“Our values are our strength.”
“Our people are our greatest resource.”
We could go on, but pointing out the hypocrisy evident in the difference between the words written on the organizational masthead, and the actual organizational action, has been written about to death.
Leadership in many organizations is tricky for a variety of reasons, but the primary one is that organizational values are often seen as a marketing tool for advertising to external and internal stakeholders about how great the organization really is, rather than as a daily, lived ethic in the trenches. For the latest example of this disconnect, see the publication of the most recent “expose” of working conditions at Amazon.com.
There are inertia issues in all organizations, when the culture, much like a child, just begins to grow out of hand.
But leadership requires guiding that growth, especially through conflict situations, disappointments, economic downturns, and other unforeseen troubles. It is in a crisis that true values, competencies, and strengths are exposed, to say nothing of weaknesses.
Leadership Assumptions About Reconciliation
Nowhere is this more evident than when an organization has to seek reconciliation with another entity (a person, another organization, etc.) that they have wronged--or who has wronged them.
Leadership—management, supervisors, etc.—in organizations view reconciliation in the same way that many individuals in the general public do:
- They believe that reconciliation means returning to the status quo of the relationship before the conflict occurred—it doesn’t.
- They believe that reconciliation provides the other party (who they still think is in the wrong) with the tools and means to hurt them again—it doesn’t.
- They believe that reconciliation prevents justice, truth, and “the real story’ from being known to the public (i.e. other parties not involved directly in the conflict) and thus being unattainable in the future—it doesn’t.

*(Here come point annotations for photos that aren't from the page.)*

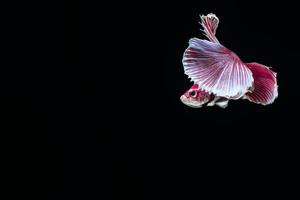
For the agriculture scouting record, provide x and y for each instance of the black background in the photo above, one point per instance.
(116, 125)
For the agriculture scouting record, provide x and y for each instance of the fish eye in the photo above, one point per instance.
(192, 93)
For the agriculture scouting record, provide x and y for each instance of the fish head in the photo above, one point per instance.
(195, 97)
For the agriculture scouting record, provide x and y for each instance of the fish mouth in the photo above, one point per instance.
(190, 102)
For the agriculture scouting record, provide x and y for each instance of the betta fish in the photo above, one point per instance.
(219, 75)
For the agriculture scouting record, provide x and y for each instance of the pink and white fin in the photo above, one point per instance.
(265, 84)
(210, 24)
(216, 69)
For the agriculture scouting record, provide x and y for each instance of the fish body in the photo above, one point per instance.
(219, 75)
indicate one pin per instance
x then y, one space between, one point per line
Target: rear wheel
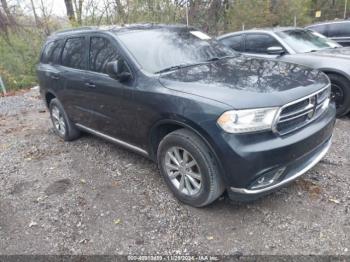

These three wrong assumptions haunt the ability for leaders to step out of their protective, organizational shells and do the hard work of forgiveness (another thing that’s not often talked about), provide apologies (something rare to even hear), and seek reconciliation (name the last time this happened with a public or private organization).
Leadership Sometimes Breaks Cultures to Save Them
For leaders to break the culture of the organization and to seek reconciliation, they must first break the culture of themselves and be willing to dance with vulnerability and fear and focus on long-term growth rather than short-term stock prices.
There are three places to start this process:
The culture must be reorganized philosophically around the long game—this is the hardest step, which is why we put it first. Organizational philosophy begins with the founders or owners and filters down to everybody else in the organization. Leaders below the founder/owner level are either told directly what the philosophy or are left to figure it out themselves from nonverbal cueing and behavioral tics exhibited by other leaders. Articulating the principles of the long game and the philosophy behind it has to come from the owners/founders. If it doesn’t, the leaders will organize around their own short games which can damage the organization in the long term.
The culture must be articulated—Having a meeting is not always the best way to do this. We heard a story from a high producing sales employee in an organization that reflects this. The story focused on some conflict scenarios going on in the hierarchical structure that the employee didn’t understand. The employee stated that the only reason she was still at the company in the midst of all of the conflict, was that a leader she respected (instead of calling a meeting) actually came out of the sales field and talked to her directly. That’s a leader articulating culture through action rather than through a meeting.
The leaders must be humble internally and externally—many leaders believe that humility is best left to the marketing department and that brash, arrogant, or out of whack pronouncements are the way to create and manage change, push employees to do their best, and get innovations out the door. But here’s the dichotomy: Humility is a character trait, arrogance is a marketing tool and the public (and internal and external stakeholders) are not always going to know the difference.
To build a culture where apology, forgiveness, and reconciliation with another party in a conflict is even possible, first, there must be the environment for such things to even happen in the first place. The core of much of designing a system for resolving conflicts internally and externally that leaders can advocate for, followers can believe in, and external parties can trust in, begins with philosophy and continues with internal humility.
Such developments transform past the masthead proclamations and get to the core of what organizations really are, what their leaders really believe, and what their teams can really accomplish.